>>49923031I'm obsessed with Lillie
I love Lillie. I know this will sound like roleplay, but it's a serious issue. I need to solve it before I do something crazy.
Since I've seen Lillie, I've liked her. I wanted to hug her, I wanted to pet her. She's so cute.
But when I actually played the game, and I saw that she's a girl in need of help, that kicked my true obsession. I wanted to protect her. A relationship of mutual benefit, a nobody taking protection and an empowered nobody offering protection.
Yet I know that it`ll never happen, because reality sucks. All I can do is save Nebby who can't even get into the fucking bag.
This isn't enough for me. Every night, I dream about Lillie. Today I broke down and started crying. I wished I could've slept more to dream about her.

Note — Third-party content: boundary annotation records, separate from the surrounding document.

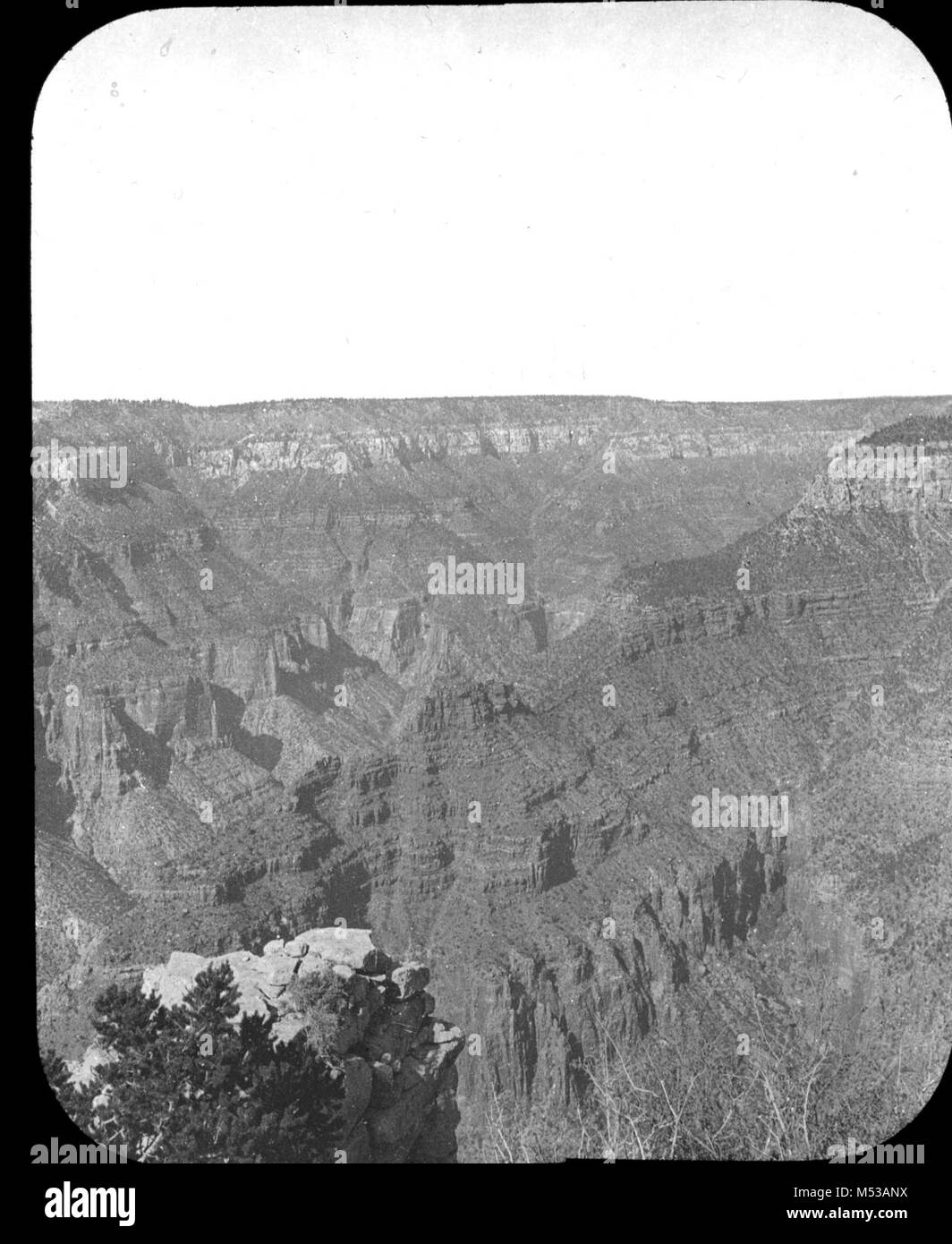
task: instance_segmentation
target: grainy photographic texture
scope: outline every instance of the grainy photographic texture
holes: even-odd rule
[[[923,1161],[950,202],[935,75],[841,5],[177,9],[57,65],[70,1161]]]

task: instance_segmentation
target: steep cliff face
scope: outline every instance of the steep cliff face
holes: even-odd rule
[[[396,403],[376,428],[373,404],[285,404],[250,435],[248,412],[212,412],[200,438],[194,413],[131,409],[133,433],[154,417],[137,493],[40,489],[44,806],[136,902],[55,959],[72,967],[41,1010],[68,1052],[88,1037],[54,1013],[110,973],[342,918],[426,959],[478,1037],[459,1060],[475,1128],[500,1088],[579,1091],[600,1029],[737,1019],[754,943],[788,922],[825,944],[834,913],[809,896],[830,852],[855,893],[829,963],[862,977],[875,870],[847,851],[838,780],[847,739],[855,782],[900,765],[896,876],[943,858],[950,494],[839,488],[826,449],[908,403],[586,402],[508,420]],[[72,417],[73,440],[114,440]],[[447,552],[524,557],[524,605],[428,596]],[[784,794],[789,832],[696,826],[714,787]],[[72,918],[55,907],[51,927]]]

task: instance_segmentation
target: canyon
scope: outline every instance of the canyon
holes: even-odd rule
[[[34,481],[42,1042],[343,921],[478,1037],[460,1142],[567,1110],[604,1033],[758,998],[809,1035],[810,982],[844,1041],[876,1013],[945,1061],[950,398],[39,403],[54,437],[128,484]],[[935,478],[834,479],[849,438]],[[450,555],[524,600],[431,595]],[[714,787],[789,832],[692,825]]]

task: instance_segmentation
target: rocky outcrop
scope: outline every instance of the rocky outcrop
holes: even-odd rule
[[[335,1162],[452,1163],[455,1161],[455,1061],[463,1049],[458,1028],[433,1016],[429,969],[394,963],[378,950],[368,929],[307,929],[290,940],[207,959],[175,952],[147,968],[142,988],[173,1006],[199,972],[228,963],[239,989],[239,1014],[274,1015],[274,1039],[309,1031],[296,986],[331,975],[347,999],[329,1037],[332,1080],[343,1081]],[[85,1060],[88,1062],[88,1057]]]

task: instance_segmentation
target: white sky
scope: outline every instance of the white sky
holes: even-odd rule
[[[947,393],[950,203],[842,5],[138,14],[37,104],[34,392]]]

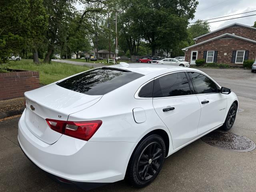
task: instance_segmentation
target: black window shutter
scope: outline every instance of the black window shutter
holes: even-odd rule
[[[233,54],[232,54],[232,58],[231,59],[231,62],[235,63],[236,61],[236,51],[233,51]]]
[[[205,61],[206,60],[206,56],[207,55],[207,51],[204,51],[204,57],[203,58]]]
[[[217,62],[217,56],[218,56],[218,51],[214,51],[214,56],[213,58],[213,62]]]
[[[249,51],[245,51],[244,53],[244,60],[248,60],[249,57]]]

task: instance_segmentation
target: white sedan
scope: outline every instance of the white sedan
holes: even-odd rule
[[[57,180],[84,189],[125,177],[149,184],[166,158],[229,130],[238,106],[234,92],[201,71],[152,64],[92,69],[25,96],[21,149]]]
[[[174,58],[166,58],[158,61],[156,63],[159,64],[165,64],[167,65],[176,65],[182,67],[189,67],[190,66],[190,63],[186,61],[180,61],[178,59]]]

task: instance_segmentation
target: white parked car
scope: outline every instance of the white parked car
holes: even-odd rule
[[[14,55],[12,55],[9,58],[9,60],[13,60],[16,61],[20,61],[21,60],[21,58],[19,55],[15,56]]]
[[[189,67],[190,66],[188,62],[186,61],[180,61],[178,59],[174,58],[166,58],[166,59],[162,59],[162,60],[157,61],[156,63],[186,67]]]
[[[185,61],[185,57],[183,56],[176,57],[174,58],[174,59],[178,59],[180,61]]]
[[[120,63],[25,93],[20,145],[57,180],[89,189],[125,176],[144,186],[166,158],[232,127],[236,95],[204,73]]]

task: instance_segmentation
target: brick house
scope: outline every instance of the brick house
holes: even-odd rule
[[[241,65],[244,60],[256,58],[256,28],[234,23],[196,37],[194,45],[182,49],[185,60],[195,64],[206,63]]]

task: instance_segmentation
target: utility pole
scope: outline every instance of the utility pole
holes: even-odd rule
[[[115,11],[116,12],[116,50],[118,49],[118,42],[117,42],[117,11]],[[117,58],[118,54],[116,50],[116,60]]]
[[[108,58],[110,59],[111,57],[110,54],[110,25],[109,24],[109,12],[108,12]]]

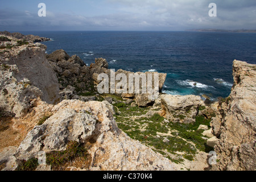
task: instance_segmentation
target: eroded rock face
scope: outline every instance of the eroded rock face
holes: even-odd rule
[[[52,112],[55,114],[22,142],[15,154],[18,159],[28,159],[42,150],[64,150],[70,140],[89,141],[92,142],[88,150],[90,170],[175,169],[168,159],[119,130],[104,102],[64,100]]]
[[[164,81],[166,81],[167,76],[166,73],[159,73],[158,72],[147,72],[145,73],[134,73],[121,69],[114,72],[108,68],[108,64],[106,59],[102,58],[95,59],[95,63],[92,63],[90,66],[90,70],[92,72],[92,79],[94,80],[94,83],[96,85],[98,85],[101,82],[101,80],[98,80],[98,76],[100,74],[106,74],[109,79],[109,93],[112,93],[111,88],[114,88],[115,94],[122,96],[125,99],[134,99],[136,104],[139,106],[142,107],[148,106],[154,104],[155,100],[157,99],[159,97],[159,93],[162,92],[162,89],[164,84]],[[151,76],[150,76],[150,75],[151,75]],[[152,94],[148,93],[148,90],[149,89],[154,89],[155,75],[156,76],[157,75],[158,76],[157,78],[158,80],[158,90],[153,92],[154,93],[153,95],[152,95]],[[115,79],[115,78],[117,78],[117,75],[122,75],[122,80],[123,80],[122,79],[124,79],[123,80],[125,80],[124,84],[121,84],[122,86],[120,90],[117,89],[117,85],[120,83],[120,80],[117,80],[118,79]],[[123,78],[123,76],[125,77]],[[113,77],[115,80],[114,82],[113,83],[111,82],[112,80],[110,78],[112,76]],[[135,78],[134,78],[135,77],[139,78],[139,81],[135,81]],[[143,80],[143,79],[144,79],[144,80]],[[137,79],[136,79],[136,80],[137,80]],[[152,82],[150,83],[150,85],[148,85],[148,80],[151,80],[152,81]],[[129,85],[129,81],[131,83],[133,83],[133,90],[129,90],[129,86],[130,86]],[[115,84],[114,87],[112,87],[111,84],[113,84],[113,85],[114,84]],[[151,88],[148,87],[148,85],[150,85]],[[139,93],[135,90],[135,88],[139,88]],[[144,91],[143,93],[142,93],[143,88],[146,88],[146,90]]]
[[[35,42],[45,42],[51,40],[51,39],[47,38],[40,37],[36,35],[24,35],[19,32],[10,33],[7,31],[0,32],[0,34],[5,35],[11,37],[14,37],[18,39],[23,39],[26,40],[30,40]]]
[[[75,88],[73,94],[94,91],[92,73],[79,56],[69,56],[65,51],[59,49],[48,55],[47,57],[56,73],[61,90],[71,85]]]
[[[26,113],[31,100],[60,101],[59,83],[40,43],[14,46],[0,55],[1,106],[16,117]]]
[[[233,62],[234,85],[229,100],[219,106],[222,117],[214,150],[220,160],[213,170],[256,169],[255,69]]]
[[[200,96],[163,94],[160,98],[162,114],[166,118],[180,123],[189,123],[196,121],[201,103]]]

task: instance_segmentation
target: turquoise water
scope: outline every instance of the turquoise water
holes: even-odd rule
[[[23,32],[52,39],[50,53],[64,49],[89,65],[105,58],[109,68],[167,73],[163,92],[226,97],[234,59],[256,64],[256,34],[151,31]],[[195,84],[195,83],[196,83]]]

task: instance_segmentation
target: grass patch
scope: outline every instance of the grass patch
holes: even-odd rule
[[[53,170],[58,170],[61,166],[72,162],[76,158],[87,159],[87,150],[77,142],[70,141],[64,151],[52,151],[46,154],[46,163]]]
[[[38,159],[33,158],[28,160],[22,160],[19,162],[15,171],[35,171],[39,165]]]
[[[44,122],[49,117],[51,117],[52,115],[52,114],[46,114],[44,116],[43,116],[41,118],[39,119],[39,120],[38,121],[38,125],[43,125]]]

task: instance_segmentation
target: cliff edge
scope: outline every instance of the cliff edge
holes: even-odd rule
[[[256,65],[234,60],[234,85],[213,122],[219,160],[213,170],[256,169]]]

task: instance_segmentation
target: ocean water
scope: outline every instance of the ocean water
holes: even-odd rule
[[[256,34],[172,31],[22,32],[51,38],[47,53],[64,49],[89,65],[105,58],[109,68],[157,71],[167,76],[163,92],[228,97],[234,59],[256,64]]]

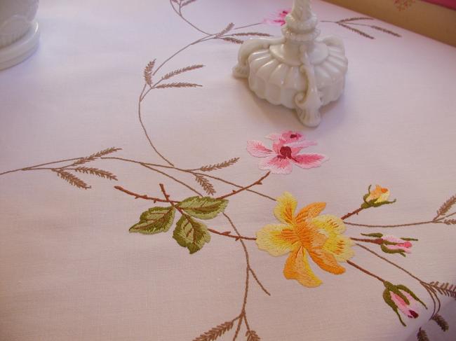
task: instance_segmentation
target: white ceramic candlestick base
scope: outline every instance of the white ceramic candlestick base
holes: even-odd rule
[[[38,0],[0,0],[0,70],[36,50],[39,28],[34,19],[38,6]]]
[[[296,109],[304,125],[316,127],[321,120],[320,107],[344,90],[348,66],[344,44],[335,36],[317,39],[309,0],[295,0],[285,20],[282,38],[243,43],[233,73],[248,78],[259,97]]]
[[[19,40],[0,48],[0,70],[13,67],[30,57],[38,48],[39,27],[33,22],[27,32]]]

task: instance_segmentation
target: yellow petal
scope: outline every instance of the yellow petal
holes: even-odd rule
[[[389,190],[388,188],[383,188],[380,185],[375,185],[375,189],[370,190],[369,195],[366,198],[367,202],[375,200],[375,203],[383,202],[388,201],[389,197]]]
[[[257,245],[271,256],[283,256],[293,249],[298,241],[294,231],[288,225],[267,225],[257,232]]]
[[[306,250],[303,247],[295,249],[287,259],[283,269],[287,279],[296,279],[304,286],[314,287],[321,284],[309,265]]]
[[[334,274],[345,272],[345,268],[339,265],[335,257],[322,249],[314,249],[309,251],[310,257],[323,270]]]
[[[297,202],[295,197],[288,192],[284,192],[277,198],[277,205],[274,209],[276,218],[281,223],[292,224],[297,204]]]
[[[323,249],[334,255],[337,262],[345,262],[354,256],[355,253],[351,248],[354,244],[354,242],[348,237],[341,235],[329,238]]]
[[[322,230],[328,237],[340,235],[345,231],[344,222],[339,217],[331,214],[322,214],[311,221],[311,225]],[[324,231],[324,232],[323,232]]]
[[[382,194],[379,197],[379,198],[375,202],[384,202],[385,201],[388,201],[388,199],[389,198],[389,190],[387,188],[382,188]]]
[[[296,215],[295,222],[300,224],[317,216],[326,207],[326,202],[313,202],[302,209]]]
[[[311,224],[321,233],[328,237],[323,249],[332,253],[336,260],[344,262],[353,257],[354,252],[351,246],[354,242],[350,238],[342,235],[345,231],[345,224],[339,218],[324,214],[312,219]]]

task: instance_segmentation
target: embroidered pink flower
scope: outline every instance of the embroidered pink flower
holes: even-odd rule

I often dream about people mocking me for my appearance. But since I've played the game, that stopped happening. Because I'm protecting Lillie. I finally have the courage to tell people to fuck off, to beat them up, to defend myself. I dream about doing crazy things that I wouldn't before. All for the sake of me and Lillie. It gave me the self esteem that I lacked.
I've started researching on how to give myself a coma so I could dream more about her. Even if it's just dreams, being with Lillie would make me happy.
But there's a risk I'd die. If I die, I'll never see Lillie again, even if it's on the game or the 3DS.
What should I do? Please help... I feel hopeless. I don't want to die, but I don't want to continue suffering either.